"Leopold Toetsch" <[EMAIL PROTECTED]> wrote:
Depending on the arch (32 vs 64 bits) one of these opcodes is
suboptimal. With a new "L" (Long) register type the functionality could
be handled transparently:
$L0 = pio.'tell'()
Yes, but as you add more register types you get a combinatorial blow-up
on various opcodes.
This depends on the implementation of 'opcodes'. With the current scheme
any such extension isn't really implementable because of the combinatorial
opcode explosion. I've written a (still internal) proposal that would
prevent the combinatorial issue. It (or some similar thing) would be
indeed necessary to even think about more register types like int8, int16,
int32/int64 or float32.
Iff we want those register types. .NET is interesting in that it recognises
int8, int16 etc as fundemental types, but on the stack only recognizes
int32, int64 and native int (out of the integer types anyway). If you want
to have an int8 then you just do the ops in an int32 and then use a conv.i1
instruction. I think the wisdom here is, where do we actually really need
to support int8. And it's in arrays that it matters most for example, for
size reasons.
My understanding was that "I" registers were native integers so you
could get good performance, and you used a PMC if you wanted some
guarantees about what size you were talking about.

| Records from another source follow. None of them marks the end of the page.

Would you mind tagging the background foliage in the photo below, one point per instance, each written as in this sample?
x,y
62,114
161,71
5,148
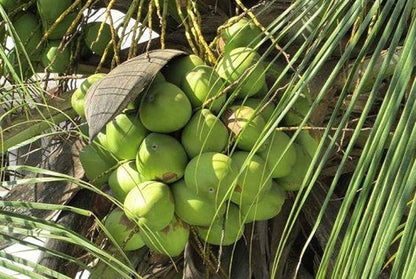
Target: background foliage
x,y
355,217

In the long run, we certainly don't want to use PMCs for e.g.
immplementing bytes (int8) or some such for performance reasons. 'long
long' aka int64 is usually supported by compilers and has for sure by far
better performanche than a BigInt PMC.
Actually using 'int8' or 'float32' is usually only important, if you have
huge arrays of these. That means that there's a very limited need for
opcodes using these types, just some basic math mainly and array
fetch/store. Or in other words: what is supported by the hardware CPU.
If it's just arrays, then we can provide a (Fixed|Resizable)ByteArray PMC,
etc. I don't think we need any instructions to specially handle doing 8-bit
arithmetic. Maybe we want something to truncate a 32-bit to an 8-bit etc,
maybe throwing an exception on overflow.
The register allocator would map 'L0' either to a pair (I0, I1) on 32
bit arch or just to 'I0' on 64 bit arch.
Yes, but surely it becomes somewhat more than just a mapping problem?
For example, what do we do about:
add L0, L1, L2
mul L0, L1, L2
I don't see any problem with above code.
The register mapping rules would be something like:
- Lx occupies registers I(2x, 2x+1) - this is compile time,
that is 'L1' prevents 'I2' and 'I3' from being assigned by the register
allocator
- the runtime mapping isn't portable due to endianess and sizeof types
'L1' might be 'I1' on 64-bit arch or (I2,I3) or (I3,I2) on 32-bit arch
Yup, and I really, really don't like the idea of making our bytecode format
non-portable. Part of the point of having a VM is portability, right?
- if you write PASM, overlapping Ix/Ly may cause warnings or errors, but
could be used in a non-portable way, if you know what you are doing on a
specific platform.
You still didn't address my question with these points, though.
mul L0, L1, L2
Isn't just a case of churning out something like:-
mul I0, I2, I4
mul I1, I3, I5
So it's not just so simple as a "map 1 L to 2 Is" problem.